La forêt française en questions -

12 janvier 2016
La filière bois souffre aussi de la logique mercantile
La filière bois souffre aussi de la logique mercantile

Monsieur le président, monsieur le ministre, mes chers collègues, depuis maintenant plusieurs années, le constat reste le même : la France doit produire davantage de bois, la filière bois doit être développée et la forêt privée française est sous-exploitée depuis plus de vingt-cinq ans.

Ainsi, le rapport d’information présenté au mois d’avril 2015 par nos collègues Alain Houpert et Yannick Botrel, à la suite d’une enquête de la Cour des comptes, dresse un constat sans appel : « La politique forestière est sans stratégie, sans pilote, sans résultat. »

Nous partageons l’idée que la forêt et la filière bois sont de véritables atouts pour notre pays et nos territoires et que des changements doivent être opérés.

Toutefois, il serait bon de rappeler que ce constat est aussi le résultat des politiques menées depuis plusieurs années sans véritable cohérence.

Tout d’abord, il y a la réduction importante des effectifs de l’Office national des forêts, l’ONF, alors que ses agents jouent un rôle essentiel auprès de la myriade de petits propriétaires. Le personnel est soumis à une forte pression et à des conditions de travail détériorées, les éloignant de leurs missions principales. Ainsi, ils ne se reconnaissent plus dans les nouvelles priorités de l’ONF.

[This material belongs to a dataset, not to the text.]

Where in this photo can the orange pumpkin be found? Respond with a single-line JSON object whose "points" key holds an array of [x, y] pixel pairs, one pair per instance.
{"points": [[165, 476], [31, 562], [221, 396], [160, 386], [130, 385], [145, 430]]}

Nous pensons au contraire qu’il faut conforter cet office et rassurer ses agents, et non pas les pousser, comme le recommande la Cour des comptes, vers une logique de performance, dont les résultats économiques et humains sont simplement désastreux !

De même, il est nécessaire que la demande de productivité soit conforme à la réalité de la forêt française, ce qui n’est pas le cas aujourd’hui.

Ainsi, la filière bois souffre surtout de la logique mercantile portée par les réformes successives de la législation forestière.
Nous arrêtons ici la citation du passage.